To get a treatment heterogeneity, wouldn’t it be better to maintain your sample as is, but to interact your treatment (i.e., land title, college degree, etc.) with groups (i.e., small and large plots, race, etc.), going so far as to omitting the constant in order to be able to retain each group? If anything, you would get much better statistical power from preserving a larger sample. Anyone have any insight as to whether my intuition is right regarding the presumed bias that comes from looking at sub-groups, or is the overall effect simply the weighted effect by group? So, readers: Is the practice legitimate and I simply haven’t seen good applications of it?

Update: Many good comments below. My new colleague Jason Kerwin even came up with his own proof-by-Stata (see the link in his comment below). Comments like the ones on this post are one of the reasons why I love blogging.

8 Comments

  1. Devon Devon

    Efficiency is definitely one reason not to split up the samples. Your standard errors will be much larger in the two split samples than if you estimated it in a large model with the interactions you indicated.

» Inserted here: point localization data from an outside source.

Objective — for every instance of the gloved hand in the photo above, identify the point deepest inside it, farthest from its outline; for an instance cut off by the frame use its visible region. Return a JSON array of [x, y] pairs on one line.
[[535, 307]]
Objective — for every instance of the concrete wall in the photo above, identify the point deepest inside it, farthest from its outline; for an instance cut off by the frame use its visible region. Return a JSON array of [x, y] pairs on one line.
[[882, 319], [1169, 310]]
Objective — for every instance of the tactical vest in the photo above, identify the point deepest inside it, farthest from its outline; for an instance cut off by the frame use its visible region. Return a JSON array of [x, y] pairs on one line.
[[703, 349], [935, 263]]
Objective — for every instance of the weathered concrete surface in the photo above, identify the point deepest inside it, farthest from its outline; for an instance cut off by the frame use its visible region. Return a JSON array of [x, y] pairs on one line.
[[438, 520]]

    I’m not seeing the problem with losing the randomness of the sub-sample. Conditional upon the group, isn’t it still random within that group? Maybe I’m missing something here.

  2. Thanks for your comment, Devon. Yes, you are absolutely right regarding efficiency. Intuitively, it just seems to me that the estimate you get off of the subgroup might be driven by unobservable factors that differ systematically along your splitting variable. For example, suppose you are interested in how much of some behavior someone undertakes (e.g., smoking) as your dependent variable and want to know the effect of income on smoking, and you split along gender. If men and women differ along risk aversion (which you don’t observe in my example) and this relates to your variable of interest (risk preferences change with income, at least in theory).

    By splitting the sample, the estimates you get for men and women in each sub-sample are both biased by this unobserved confounder–and it is conceivable that said treatment effect wouldn’t be biased so in the whole random sample. Again, as I said in my post, maybe I’m the one who’s confused!

  3. Devon Devon

    Thanks for the reply, Marc. I follow you up until “and it is conceivable that said treatment effect wouldn’t be biased so in the whole random sample.” If the bias exists in the sub-sample, wouldn’t it also exist in the whole sample? The unobserved confounder is still there. I guess I’m struggling to see how moving from the sub-sample to the whole sample would ever remove that issue.

    Here’s how I’m thinking about it. Wouldn’t the point estimate in a regression using only the sub-sample be the same as the regression on the whole sample using the interactions? That’s not to say the point estimate isn’t biased in both samples by an unobserved confounder, but I don’t see how moving between sub-sample and whole sample would ever change that problem. Again, I might be off here. I’ll need to think more about your example…

  4. In terms of bias, it isn’t a problem as long as you are splitting the sample using a variable that isn’t affected by your main variable of interest. In your land title example, you could split landholders into quantiles and estimate impacts within each group as long as landholdings are measured pre-treatment. You would end up with unbiased estimates of the average impact within each land group, that is, that is, conditional treatment effects. Of course, it is true that there may be something else about individuals with landholdings of different sizes that is driving the impact heterogeneity. But that doesn’t mean your estimated impacts by subgroup are biased. The treatment effect estimate is measuring the impact of assigning someone within a given land group to the treatment group instead of control. It isn’t measuring what would happen if you took someone from a smaller land group that is treated and gave them more land.
    Now, you could instead run a single saturated regression where you have dummies for land quantiles and each dummy is interacted with all of the covariates in your regression. This should get you the exact same point estimates for the average treatment effect (as long as you subtract the subgroup means from the interactions between the covariates and the subgroup dummies).
    Someone can correct if I’m wrong, but you should get the same standard errors on the subgroup effects in either approach as well. I could, for example, regress income on an intercept in one subgroup, do the same in another subgroup, and do a t-test using the variance of the intercept from each individual regression to construct the standard error of the difference. I could instead regress income on an intercept and group dummy and use the standard error on the dummy to do a t-test. In both cases, the standard error and the degrees of freedom for the difference in means are the same. So I don’t think pooling the groups gets you more power for testing group differences.

  5. Anna Anna

    Hi Marc,

    I agree with Devon. I don’t see how conditioning on an independent variable would ‘create’ bias vis-a-vis the full random sample. If you use the full sample and interact income with a male dummy, the male dummy will still be picking up some of the variation caused by the omitted risk aversion variable.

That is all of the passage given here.